Após essas informações me sinto confortável para retornar a pergunta inicial, e afirmar que há uma necessidade de que a temática de promoção à saúde mental da população negra, tenha lugar destacado nas investigações científicas, a fim de suprir a carência acadêmica e dar o ponta pé inicial quanto ao preenchimento das lacunas, ainda abertas, no conhecimento das condições de saúde e políticas públicas direcionadas a minorar essas desigualdades.

2) Vc acha que ainda é difícil o acesso a terapias e ao cuidado da saúde mental para os negros, de acordo com falta de ajuda do governo, preconceito da sociedade e os próprios negros não aceitarem que possam ter algum tipo de transtorno mental?

Ao pensar na dificuldade de acesso à clínica e na pouca prioridade dada ao cuidado da saúde mental do negro, logo, concluo que a discriminação racial estaria subjacente às desigualdades que criam barreira socioeconômica e cultural nas condições de vida e saúde do negro.

Há uma visão distorcida da população negra que os colocam como iguais para o sistema nacional de saúde, numa sociedade que está organizada de forma racialmente desigual, e muitas vezes, essa é justamente a principal origem de suas demandas. Precisamos desmistificar essa ideia, tanto para a população negra como para o governo, e trabalhar em prol da equidade, em propostas que beneficie a inserção e facilidade de acesso ao serviço de saúde mental e, consequentemente, a afluência da população negra a serviços de qualidade.

3) Como podemos e onde podemos buscar ajuda de primeiro acesso (quando se está em uma crise muito forte) com preço acessível ?

Existe o CAPS, é um serviço oferecido pelo governo federal, totalmente gratuito, com atendimento clínico e psiquiátrico. Há também, clínicas-escolas que oferecem atendimento de plantão psicológico, acolhimento e intervenção em casos de emergência, sob supervisão de profissionais mais experientes. Aqui em Brasília, foi organizado uma lista de todos esses lugares, e não raramente, vejo as pessoas divulgando através das redes sociais.

Através de uma breve pesquisa, encontra-se profissionais da saúde mental que tem algum projeto de atendimento a baixo custo voltado para a promoção da saúde mental da população negra. É o caso da Associação Meraki Psicologia (@meraki.psicologia) em Brasília/DF que oferece atendimento à valor social para a população negra e LGBTQIA+ e do Psicoterapia Grupo de mulheres em São Paulo (@psicoterapiagrupodemulheres) que promove apoio psicológico em grupo e individual para mulheres, e tem um grupo terapêutico para mulheres negras.

4) Podemos dizer que os negros não conseguem falar ou trabalhar suas questões por não se sentir representados numa sessão que não há psicólogo negro?

Não. A psicologia é uma profissão que tem o intuito de formar profissionais capazes de atender qualquer demanda sem necessariamente ter tido uma experiência empírica.
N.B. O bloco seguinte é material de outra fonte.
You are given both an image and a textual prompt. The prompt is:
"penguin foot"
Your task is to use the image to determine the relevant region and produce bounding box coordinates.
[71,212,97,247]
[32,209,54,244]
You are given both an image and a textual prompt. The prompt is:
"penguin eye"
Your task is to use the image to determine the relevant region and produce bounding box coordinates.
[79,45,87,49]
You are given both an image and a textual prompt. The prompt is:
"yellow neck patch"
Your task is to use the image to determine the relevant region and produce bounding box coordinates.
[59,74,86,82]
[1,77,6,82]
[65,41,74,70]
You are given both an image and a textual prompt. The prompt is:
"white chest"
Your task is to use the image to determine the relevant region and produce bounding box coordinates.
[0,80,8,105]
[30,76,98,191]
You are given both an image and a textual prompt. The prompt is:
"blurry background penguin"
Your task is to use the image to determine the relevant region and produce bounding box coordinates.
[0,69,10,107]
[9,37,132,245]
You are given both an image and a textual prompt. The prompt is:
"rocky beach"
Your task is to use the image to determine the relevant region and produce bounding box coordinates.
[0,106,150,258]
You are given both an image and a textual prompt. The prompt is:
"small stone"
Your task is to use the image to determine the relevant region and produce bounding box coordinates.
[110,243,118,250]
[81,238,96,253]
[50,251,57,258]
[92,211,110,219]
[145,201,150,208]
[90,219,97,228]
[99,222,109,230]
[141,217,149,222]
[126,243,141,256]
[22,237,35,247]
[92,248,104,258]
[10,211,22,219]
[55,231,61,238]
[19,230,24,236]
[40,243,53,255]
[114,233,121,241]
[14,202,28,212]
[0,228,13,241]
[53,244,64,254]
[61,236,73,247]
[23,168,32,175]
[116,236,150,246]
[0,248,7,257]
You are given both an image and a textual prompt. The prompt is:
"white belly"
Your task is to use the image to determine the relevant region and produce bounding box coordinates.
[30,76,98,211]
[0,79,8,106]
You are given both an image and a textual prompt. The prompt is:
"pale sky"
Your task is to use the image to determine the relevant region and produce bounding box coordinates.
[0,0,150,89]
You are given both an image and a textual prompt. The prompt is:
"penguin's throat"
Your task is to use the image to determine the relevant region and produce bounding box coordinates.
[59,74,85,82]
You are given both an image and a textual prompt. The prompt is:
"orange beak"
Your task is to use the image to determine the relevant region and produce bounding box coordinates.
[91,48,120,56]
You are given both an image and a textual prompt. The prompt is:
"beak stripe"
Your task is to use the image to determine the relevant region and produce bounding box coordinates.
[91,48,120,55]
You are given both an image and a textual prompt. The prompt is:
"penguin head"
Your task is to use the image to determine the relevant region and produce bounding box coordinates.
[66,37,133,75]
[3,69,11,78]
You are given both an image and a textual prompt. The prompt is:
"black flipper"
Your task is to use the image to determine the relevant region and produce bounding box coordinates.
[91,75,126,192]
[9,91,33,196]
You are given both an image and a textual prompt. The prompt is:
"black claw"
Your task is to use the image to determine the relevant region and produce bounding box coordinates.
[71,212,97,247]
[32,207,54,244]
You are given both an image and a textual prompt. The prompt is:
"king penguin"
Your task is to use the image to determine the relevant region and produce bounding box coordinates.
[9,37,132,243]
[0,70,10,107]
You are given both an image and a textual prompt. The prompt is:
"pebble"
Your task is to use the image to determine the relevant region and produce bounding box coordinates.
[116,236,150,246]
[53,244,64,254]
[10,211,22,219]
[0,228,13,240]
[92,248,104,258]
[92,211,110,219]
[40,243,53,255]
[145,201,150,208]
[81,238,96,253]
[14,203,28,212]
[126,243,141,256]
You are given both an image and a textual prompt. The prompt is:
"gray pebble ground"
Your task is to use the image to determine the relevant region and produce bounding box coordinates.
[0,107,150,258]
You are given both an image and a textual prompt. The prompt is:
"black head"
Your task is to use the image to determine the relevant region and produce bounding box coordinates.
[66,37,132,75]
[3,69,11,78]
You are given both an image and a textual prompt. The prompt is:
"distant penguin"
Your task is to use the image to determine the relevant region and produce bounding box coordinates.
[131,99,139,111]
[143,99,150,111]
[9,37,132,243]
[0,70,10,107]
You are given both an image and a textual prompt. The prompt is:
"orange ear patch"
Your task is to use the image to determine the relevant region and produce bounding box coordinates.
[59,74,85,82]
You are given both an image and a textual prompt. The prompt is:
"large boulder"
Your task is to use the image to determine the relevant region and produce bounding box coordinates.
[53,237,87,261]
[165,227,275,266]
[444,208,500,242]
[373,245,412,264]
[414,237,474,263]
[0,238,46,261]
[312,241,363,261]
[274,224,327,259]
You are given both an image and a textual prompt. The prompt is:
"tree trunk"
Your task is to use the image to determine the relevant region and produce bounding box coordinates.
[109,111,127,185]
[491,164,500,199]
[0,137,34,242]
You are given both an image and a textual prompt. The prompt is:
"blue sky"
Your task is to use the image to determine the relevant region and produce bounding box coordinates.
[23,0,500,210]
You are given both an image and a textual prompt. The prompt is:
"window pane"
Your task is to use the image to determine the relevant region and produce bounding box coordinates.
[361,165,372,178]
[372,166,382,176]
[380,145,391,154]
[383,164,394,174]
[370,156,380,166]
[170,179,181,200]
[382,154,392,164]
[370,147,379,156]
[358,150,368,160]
Portanto, qualquer profissional da psicologia está apto a atender e identificar suas questões de etnia e as implicações psicossociais dessa pessoa.

Mas, não podemos esquecer da relevância que a representatividade assume nesse caso específico. Esse ainda é um tema inexplorado no Brasil, ainda não há evidências científicas que podem elucidar o impacto do psicólogo negro no atendimento a população negra de forma expressiva. Espero, entretanto, poder contribuir para análises futuras das co-variáveis desse processo, e tornar possível o contraste a respeito de outras dimensões sociais.

5) A mulher negra cis e trans é pre disposta a ter mais transtornos mentais que os homens negros cis e trans?

Não há fontes confiáveis que embasem uma afirmação ou uma negação a respeito dessa questão. Justamente pelo que já citei em uma pergunta anterior, não há produções acadêmicas específicas sobre a temática.

Acredite se quiser, segundo o artigo "Aspectos epidemiológicos das desigualdades raciais em saúde no Brasil" de Chor e Lima, um dos obstáculos ao estudo e produção científica sobre as condições de saúde da população negra é a ausência de uma definição de raça e os problemas relacionados à classificação.